The Message of Guru Nanak
The following version of Jap Ji, or the message of Guru Nanak, is sent out into the world in order to feed hungry souls, and quench their thirst for true knowledge of the higher life.
The original Punjabi text of the Jap Ji is exquisitely written and it is impossible to translate it without some loss. An effort, however, has been made in these pages to present a literal translation of the text to the public. Where the reader might lose the true import, recourse has been made to a free rendering.
The Jap Ji deals with the practical aspect of the problem of spirituality more than with mere theory. Neither is it a mere work of literature. Earlier translations into English have tended to ignore this and have often failed to convey the true import of the original. In this rendering, an effort has been made to concentrate upon the message that the Jap Ji contains, rather than to indulge in a literary exercise. The study of this work will help all people, irrespective of the religion that they may profess.
True religious thought is ingrained in the hearts of all beings. It is inherent and appears in the form of a search after Peace Everlasting and Joy Supreme. When this awakening comes to man from within, he takes to the religious pursuits as prescribed by one or the other form of religion. He also begins a keen and a passionate study of the holy scriptures. These are the elementary steps towards God-realisation and are necessary. But he who does not go beyond this stage, thinking it to be the be-all and the end-all of religion, never enters the realm of higher consciousness. These are primary means.

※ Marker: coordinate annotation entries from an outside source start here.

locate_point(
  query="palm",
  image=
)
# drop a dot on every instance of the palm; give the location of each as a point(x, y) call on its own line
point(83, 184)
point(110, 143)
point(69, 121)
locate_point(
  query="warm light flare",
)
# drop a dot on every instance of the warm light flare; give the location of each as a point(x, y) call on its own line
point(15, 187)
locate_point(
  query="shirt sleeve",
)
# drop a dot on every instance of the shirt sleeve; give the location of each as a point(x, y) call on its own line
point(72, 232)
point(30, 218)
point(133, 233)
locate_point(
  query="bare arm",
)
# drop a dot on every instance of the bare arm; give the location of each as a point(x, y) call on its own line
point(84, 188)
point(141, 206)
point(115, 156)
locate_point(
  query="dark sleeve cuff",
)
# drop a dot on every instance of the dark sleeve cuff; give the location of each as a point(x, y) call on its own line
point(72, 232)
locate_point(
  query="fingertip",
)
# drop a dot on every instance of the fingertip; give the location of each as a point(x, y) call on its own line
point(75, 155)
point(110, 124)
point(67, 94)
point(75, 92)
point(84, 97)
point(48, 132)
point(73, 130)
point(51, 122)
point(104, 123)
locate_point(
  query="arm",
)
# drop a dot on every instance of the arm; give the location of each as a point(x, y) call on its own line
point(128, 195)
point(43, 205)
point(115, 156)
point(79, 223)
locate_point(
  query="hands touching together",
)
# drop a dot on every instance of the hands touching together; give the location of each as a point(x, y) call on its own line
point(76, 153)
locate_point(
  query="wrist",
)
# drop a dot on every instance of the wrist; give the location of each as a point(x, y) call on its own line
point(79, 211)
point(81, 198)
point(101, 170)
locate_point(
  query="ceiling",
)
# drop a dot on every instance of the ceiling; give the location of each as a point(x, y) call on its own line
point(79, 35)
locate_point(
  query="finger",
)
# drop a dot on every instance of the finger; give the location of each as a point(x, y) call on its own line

He has to advance a step further, to quiet the spiritual unrest seizing his mind.
Man has to take to the subjective side
of things, ultimately to commune with Shabd-Bani. This Eternal Divine
Music is the Cause of all creation, and permeates it. Christ refers
to it as the Word, the Mohammedan saints as Kalma, Zoroaster
as Sraosha, the Hindu scriptures as Shruti, Udgeet, Nad,
or Akash Bani. The Science of the "Word" has been practised
and taught by almost all the Saints. It is the quickest, the easiest and
most natural of all the sciences that exist for attaining complete oneness
with the Lord. A study of this book will afford food for the soul that
aspires to take a step further into the
Inner Realm of the spiritual life.
These teachings are addressed to all humanity and no sectarianism is inculcated. The Master is for all mankind and for all times. Let us hope that this attempt at translation will give us a deeper insight into the problems of the Self and God.
Loving acknowledgment is here made to the teachings of the Great Masters who came in the past, and to later writers, like Tennyson, Huxley and others who have been referred to in the Introduction.
My thanks go to Shri Bhadra Sena and others who took keen interest in going through the manuscript and spent many hours in this labour of love.